Quienes realmente deberían considerar reposicionarse son quizás los proyectos que tokenizan acciones estadounidenses. En los últimos años, su trabajo central era demostrar a los usuarios que "detrás del token hay acciones reales"; ahora que el depositario central emite tokens estándar, esta tarea ha sido asumida por la fuente. Sin embargo, lo que DTCC no hace es la distribución, liquidez, interoperabilidad entre cadenas y combinaciones con DeFi.
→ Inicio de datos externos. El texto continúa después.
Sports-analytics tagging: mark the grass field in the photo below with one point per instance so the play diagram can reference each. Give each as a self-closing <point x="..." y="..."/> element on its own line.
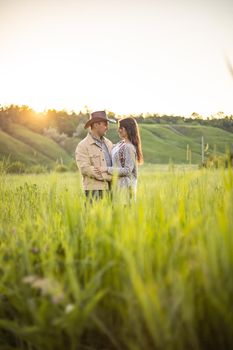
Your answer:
<point x="154" y="275"/>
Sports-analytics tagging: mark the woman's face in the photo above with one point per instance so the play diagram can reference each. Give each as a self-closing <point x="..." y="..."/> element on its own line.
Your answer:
<point x="122" y="132"/>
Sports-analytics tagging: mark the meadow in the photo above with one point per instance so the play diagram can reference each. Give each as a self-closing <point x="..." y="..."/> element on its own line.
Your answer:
<point x="156" y="274"/>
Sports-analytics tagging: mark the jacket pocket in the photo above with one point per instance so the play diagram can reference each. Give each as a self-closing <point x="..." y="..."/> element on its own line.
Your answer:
<point x="95" y="160"/>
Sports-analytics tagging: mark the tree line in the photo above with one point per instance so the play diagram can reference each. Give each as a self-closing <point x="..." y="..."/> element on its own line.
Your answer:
<point x="69" y="122"/>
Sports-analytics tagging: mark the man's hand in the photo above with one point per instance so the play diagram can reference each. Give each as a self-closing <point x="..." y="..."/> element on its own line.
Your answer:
<point x="100" y="170"/>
Para todos estos proyectos, la experiencia del producto no cambiará mucho perceptualmente. Todavía no se conectan directamente a DTC, sino a través de participantes, y los usuarios siguen recibiendo tokens emitidos por el propio proyecto. Lo que realmente cambia es la capa subyacente: lo que respalda el token ya no son derechos de crédito de un SPV o posiciones sintéticas, sino un certificado de derechos generado por DTCC, que comparte el mismo CUSIP con el valor subyacente y puede convertirse a la forma tradicional.
También es más transparente: el certificado gemelo se registra en la capa del depositario, la prueba de reservas se convierte en una capacidad nativa, cualquiera puede verificar en cadena si el token corresponde 1:1 a un derecho real de DTC, mientras que en el sistema tradicional, el libro mayor de DTC nunca fue visible para los inversores finales. Estos proyectos pierden la prima de emisión, pero pueden aprovechar el crédito de DTCC.
Tomemos a Ondo como ejemplo. En esta prueba de nivel de producción, accedió a la red de participantes de DTC a través de Alpaca Markets, emitiendo CRCLon (correspondiente a las acciones CRCL de Circle) y SPYon (correspondiente al S&P 500). Los usuarios aún tienen tokens de Ondo, pero el activo subyacente es un certificado de derechos de DTC con el mismo CUSIP.

Fuente de la imagen: Blog de Ondo Finance
Y Ondo tiene una ventaja que otros no tienen: es el único miembro del grupo de trabajo cuyo negocio principal es la tokenización de acciones en cadena. El Servicio de Tokenización de DTCC no se lanzará oficialmente hasta octubre, pero Ondo ya puede, gracias a la prueba de nivel de producción, lanzar antes varios tokens bajo este mismo modelo.
La batalla de la tokenización iniciada por las cripto parece estar a punto de ganarse. Solo que quien lleva el volante es DTCC, que siempre ha estado sentado en el centro de compensación y que esta vez abrió la puerta de par en par.